We won’t do anything with your information you wouldn’t reasonably expect, and this policy explains how and what we do with your data and why we use and store it.
The Bird and Deer Park is based at Cranham, Glos, GL4 8EX.
- How we collect information about you
- What personal information we collect
- Why we collect your personal information and how it is stored
- How long we store your personal information
- When we share your personal information
- Collecting your consent
- Protecting your data
- Your rights for your personal data
- How we use legitimate interest
- Our policy for under 16s
- External websites and social media platforms
- How to make a complaint or raise a concern
1. How and when we collect information about you
We may collect and store information about you whenever you interact with us. Examples of this include:
- When you sign up for our newsletter
- When you buy tickets online or items from our online shop
- When you book one of our events
- When you contact us with a query
- When you enter one of our competitions
- When you send us a direct message on a social media platform (e.g. Facebook, Twitter, Instagram)

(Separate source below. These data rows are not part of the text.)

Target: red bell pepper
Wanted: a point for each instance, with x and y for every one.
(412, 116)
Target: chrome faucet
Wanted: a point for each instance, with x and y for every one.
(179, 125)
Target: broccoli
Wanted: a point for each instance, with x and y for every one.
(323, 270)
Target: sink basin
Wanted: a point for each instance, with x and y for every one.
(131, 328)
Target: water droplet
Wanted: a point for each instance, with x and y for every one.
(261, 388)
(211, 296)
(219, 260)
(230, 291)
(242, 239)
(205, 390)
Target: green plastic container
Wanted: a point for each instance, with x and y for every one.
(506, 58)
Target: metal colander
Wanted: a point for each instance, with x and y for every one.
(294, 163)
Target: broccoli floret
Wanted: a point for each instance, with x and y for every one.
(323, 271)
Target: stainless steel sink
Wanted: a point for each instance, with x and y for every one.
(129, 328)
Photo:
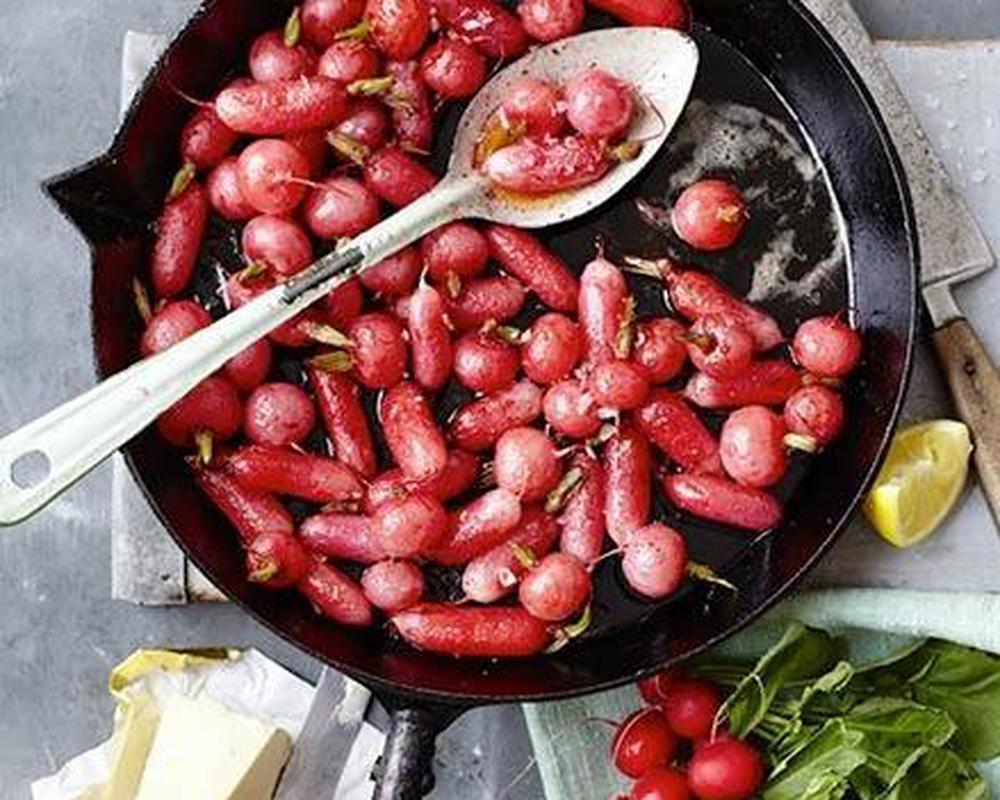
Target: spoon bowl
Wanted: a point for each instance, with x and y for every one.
(659, 63)
(48, 455)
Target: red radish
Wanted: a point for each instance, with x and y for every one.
(494, 299)
(171, 324)
(430, 338)
(249, 369)
(393, 586)
(479, 527)
(343, 305)
(545, 166)
(411, 433)
(278, 243)
(485, 363)
(212, 407)
(457, 477)
(582, 520)
(494, 575)
(335, 595)
(526, 463)
(453, 69)
(571, 410)
(273, 59)
(269, 172)
(344, 537)
(341, 207)
(658, 350)
(279, 107)
(556, 589)
(652, 13)
(410, 104)
(409, 526)
(478, 425)
(180, 229)
(323, 20)
(605, 304)
(691, 706)
(654, 687)
(655, 561)
(473, 632)
(535, 105)
(661, 783)
(205, 139)
(399, 27)
(349, 60)
(766, 383)
(314, 147)
(345, 420)
(619, 385)
(455, 250)
(599, 105)
(252, 513)
(378, 354)
(549, 20)
(286, 472)
(817, 413)
(710, 215)
(727, 769)
(672, 425)
(397, 177)
(552, 349)
(694, 295)
(279, 414)
(277, 560)
(628, 495)
(720, 500)
(827, 346)
(720, 347)
(752, 447)
(363, 131)
(525, 257)
(485, 24)
(224, 193)
(397, 275)
(643, 741)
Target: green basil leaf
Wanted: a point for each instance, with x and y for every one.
(823, 764)
(802, 653)
(939, 773)
(960, 680)
(897, 732)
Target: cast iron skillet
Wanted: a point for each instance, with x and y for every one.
(768, 54)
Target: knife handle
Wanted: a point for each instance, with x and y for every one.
(975, 386)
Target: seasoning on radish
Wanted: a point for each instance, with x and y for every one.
(827, 346)
(393, 586)
(710, 215)
(718, 499)
(478, 425)
(411, 433)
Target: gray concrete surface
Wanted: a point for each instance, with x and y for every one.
(59, 632)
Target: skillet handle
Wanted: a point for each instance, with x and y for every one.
(405, 770)
(975, 385)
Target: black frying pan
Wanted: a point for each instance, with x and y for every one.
(768, 55)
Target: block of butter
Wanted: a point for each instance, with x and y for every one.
(203, 751)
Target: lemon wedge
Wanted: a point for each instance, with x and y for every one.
(920, 482)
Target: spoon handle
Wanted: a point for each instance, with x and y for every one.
(46, 456)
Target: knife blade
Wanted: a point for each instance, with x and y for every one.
(953, 249)
(320, 753)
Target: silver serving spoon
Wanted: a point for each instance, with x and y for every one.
(46, 456)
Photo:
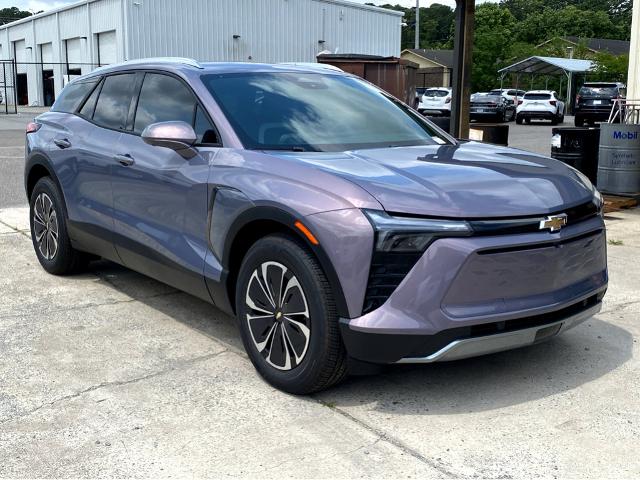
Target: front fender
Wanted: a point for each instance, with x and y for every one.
(232, 216)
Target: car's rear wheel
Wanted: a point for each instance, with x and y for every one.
(288, 317)
(49, 230)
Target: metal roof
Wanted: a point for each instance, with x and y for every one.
(549, 66)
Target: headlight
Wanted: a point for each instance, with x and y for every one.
(409, 234)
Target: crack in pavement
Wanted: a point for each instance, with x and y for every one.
(88, 305)
(392, 440)
(618, 307)
(180, 364)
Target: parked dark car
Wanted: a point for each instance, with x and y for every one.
(338, 225)
(487, 107)
(595, 101)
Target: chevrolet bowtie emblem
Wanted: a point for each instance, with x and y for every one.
(554, 222)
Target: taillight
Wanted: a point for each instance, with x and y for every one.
(33, 127)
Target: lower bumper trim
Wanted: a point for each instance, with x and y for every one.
(476, 346)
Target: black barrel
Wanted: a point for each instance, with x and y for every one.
(442, 122)
(578, 147)
(489, 133)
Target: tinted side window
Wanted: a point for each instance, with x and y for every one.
(89, 104)
(113, 104)
(163, 99)
(72, 96)
(204, 130)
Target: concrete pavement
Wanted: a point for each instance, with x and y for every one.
(111, 374)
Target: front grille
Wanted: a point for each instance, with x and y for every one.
(387, 271)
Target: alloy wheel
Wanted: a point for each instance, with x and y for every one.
(278, 315)
(45, 226)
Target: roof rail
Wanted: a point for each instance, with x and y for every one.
(318, 66)
(182, 60)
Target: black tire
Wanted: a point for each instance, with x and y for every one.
(323, 360)
(57, 256)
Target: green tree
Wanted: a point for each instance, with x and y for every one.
(494, 34)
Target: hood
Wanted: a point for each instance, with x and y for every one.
(469, 180)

- When you post or comment on a post on one of our social media groups or pages.
- If you apply for a job with us.
2. What personal information we collect
The types of personal information we collect will be based on the way in which you interact with us. The majority of this information will be personal information, including your name, email address, postal address and telephone number. The nature of the personal information collected will be based on how you interact with us, which is detailed in the following section. In all cases we only collect information that we need.

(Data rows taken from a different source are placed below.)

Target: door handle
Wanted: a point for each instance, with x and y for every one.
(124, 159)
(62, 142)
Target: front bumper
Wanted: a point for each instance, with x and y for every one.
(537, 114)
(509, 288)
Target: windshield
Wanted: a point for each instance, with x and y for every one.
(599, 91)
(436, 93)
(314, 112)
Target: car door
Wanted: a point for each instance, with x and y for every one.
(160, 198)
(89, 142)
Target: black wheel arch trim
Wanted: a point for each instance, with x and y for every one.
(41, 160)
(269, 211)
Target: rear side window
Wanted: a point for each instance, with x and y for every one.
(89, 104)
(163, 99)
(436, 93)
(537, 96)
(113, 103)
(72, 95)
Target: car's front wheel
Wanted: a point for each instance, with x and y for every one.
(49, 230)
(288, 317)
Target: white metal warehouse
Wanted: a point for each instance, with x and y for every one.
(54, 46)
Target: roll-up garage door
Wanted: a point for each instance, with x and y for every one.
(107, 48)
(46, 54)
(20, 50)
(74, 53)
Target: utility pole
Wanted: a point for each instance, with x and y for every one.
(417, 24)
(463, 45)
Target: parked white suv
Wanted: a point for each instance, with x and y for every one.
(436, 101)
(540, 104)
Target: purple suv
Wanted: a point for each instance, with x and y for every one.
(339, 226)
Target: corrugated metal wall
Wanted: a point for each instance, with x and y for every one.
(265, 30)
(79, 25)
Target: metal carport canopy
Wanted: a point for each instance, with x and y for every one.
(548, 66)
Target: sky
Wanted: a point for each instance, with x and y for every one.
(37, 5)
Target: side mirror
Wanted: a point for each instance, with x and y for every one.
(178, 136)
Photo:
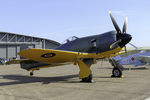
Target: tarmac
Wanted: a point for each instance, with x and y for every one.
(62, 83)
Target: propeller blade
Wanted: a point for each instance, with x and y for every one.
(114, 44)
(125, 50)
(115, 23)
(125, 25)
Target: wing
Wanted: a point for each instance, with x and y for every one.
(16, 61)
(51, 56)
(32, 65)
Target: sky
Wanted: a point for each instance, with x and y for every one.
(60, 19)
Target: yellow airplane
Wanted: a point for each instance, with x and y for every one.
(80, 51)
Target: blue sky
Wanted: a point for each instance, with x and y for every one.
(60, 19)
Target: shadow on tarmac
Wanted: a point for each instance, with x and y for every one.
(20, 79)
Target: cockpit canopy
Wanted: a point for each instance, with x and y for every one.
(72, 38)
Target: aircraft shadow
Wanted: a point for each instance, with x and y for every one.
(20, 79)
(140, 68)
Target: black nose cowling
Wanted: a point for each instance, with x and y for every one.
(125, 38)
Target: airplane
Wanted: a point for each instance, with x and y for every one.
(83, 52)
(140, 57)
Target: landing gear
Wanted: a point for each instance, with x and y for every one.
(31, 73)
(116, 72)
(88, 79)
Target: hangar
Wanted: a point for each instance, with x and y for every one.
(11, 44)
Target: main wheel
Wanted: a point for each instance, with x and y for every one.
(88, 79)
(116, 72)
(31, 73)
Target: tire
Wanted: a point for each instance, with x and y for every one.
(116, 72)
(31, 73)
(88, 79)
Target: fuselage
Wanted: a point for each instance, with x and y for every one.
(93, 44)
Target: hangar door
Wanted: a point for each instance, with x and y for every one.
(2, 51)
(11, 51)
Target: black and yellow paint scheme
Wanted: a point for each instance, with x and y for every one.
(80, 51)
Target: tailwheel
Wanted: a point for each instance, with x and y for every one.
(88, 79)
(116, 72)
(31, 73)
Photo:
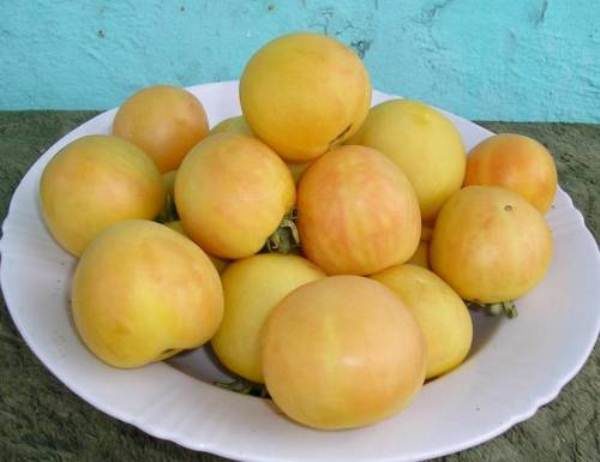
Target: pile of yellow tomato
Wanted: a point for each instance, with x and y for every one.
(324, 248)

None of the information collected will be data that is deemed ‘sensitive’ or ‘special category’ data.
3. Why we collect your personal information and how it is stored
In almost all cases we will only ever contact you following initial contact by you or following provision of personal information by you. We use and store your personal information in the following ways:
- When you book an event, your personal details are collected and stored in a bookings diary. The information collected and stored includes your name, email address, postal address and telephone number. Payment may be made by credit/debit card using Worldpay, but card details will not be stored by us. Your personal information held in the events diary is kept securely for six years from the event in which you participated.
- We have event photographers at some of our events who may take photos with your consent. If your photograph is taken, you will be asked whether you give consent to any photos of you being used for 1) Our website; 2) Our newsletters; 3) The Bird Parks social media (Facebook, Twitter and Instagram); 4) Our marketing and publicity. You can choose which of these options you give consent to.

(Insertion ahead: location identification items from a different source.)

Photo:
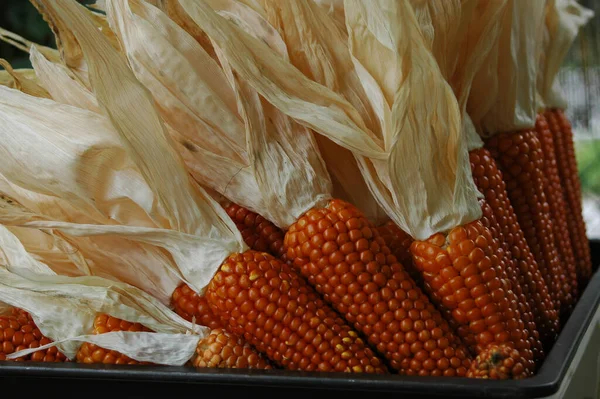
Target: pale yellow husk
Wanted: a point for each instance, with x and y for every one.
(64, 309)
(421, 203)
(318, 48)
(563, 21)
(23, 82)
(216, 125)
(503, 97)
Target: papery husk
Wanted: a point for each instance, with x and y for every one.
(64, 309)
(80, 249)
(60, 82)
(318, 48)
(24, 45)
(421, 199)
(284, 86)
(461, 35)
(131, 110)
(504, 93)
(224, 110)
(563, 21)
(22, 82)
(439, 198)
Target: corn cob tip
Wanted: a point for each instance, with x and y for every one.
(498, 362)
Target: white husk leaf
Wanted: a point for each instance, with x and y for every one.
(284, 86)
(504, 93)
(24, 83)
(420, 199)
(564, 19)
(192, 215)
(165, 349)
(64, 308)
(168, 61)
(318, 48)
(23, 44)
(57, 79)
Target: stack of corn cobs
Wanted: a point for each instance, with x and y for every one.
(352, 186)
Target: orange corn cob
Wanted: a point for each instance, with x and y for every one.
(343, 256)
(498, 362)
(464, 271)
(569, 180)
(193, 307)
(262, 299)
(555, 196)
(220, 349)
(90, 353)
(258, 233)
(519, 156)
(398, 241)
(516, 296)
(489, 181)
(18, 332)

- When you buy any tickets online or items from our online shop we need to collect your personal details (name, email address, postal address, telephone number) and credit/debit card information, to take payment for your tickets or goods and to deliver the goods to you. These personal details are held within our website on the eCommerce platforms, Mijoshop or Ohanah and transactions are processed using PayPal. The Bird Park never has access to your credit/debit card details when payment is taken in this way. Financial transaction data, excluding credit/debit card details, is held for as long as the law requires us to for tax or accounting purposes, which may be up to six years from the transaction date.
- When you contact us with a query of any kind by email (e.g. regarding our newsletter, an event, our website or our online shop) we use the information you have provided to respond to your initial message.
- When you send us a direct message on a social media platform (e.g. Facebook, Twitter or Instagram) we use any personal information provided to respond to your message. We may also, on occasion, contact you first via direct message on a social media platform for such means as notifying you that you have won a competition, to ask whether we can use a photo you have uploaded to the page or group, or because we are interested in a story you have posted. Following the resolution of any such correspondence, whether initiated by you or by us, we will then delete the messages both parties have sent.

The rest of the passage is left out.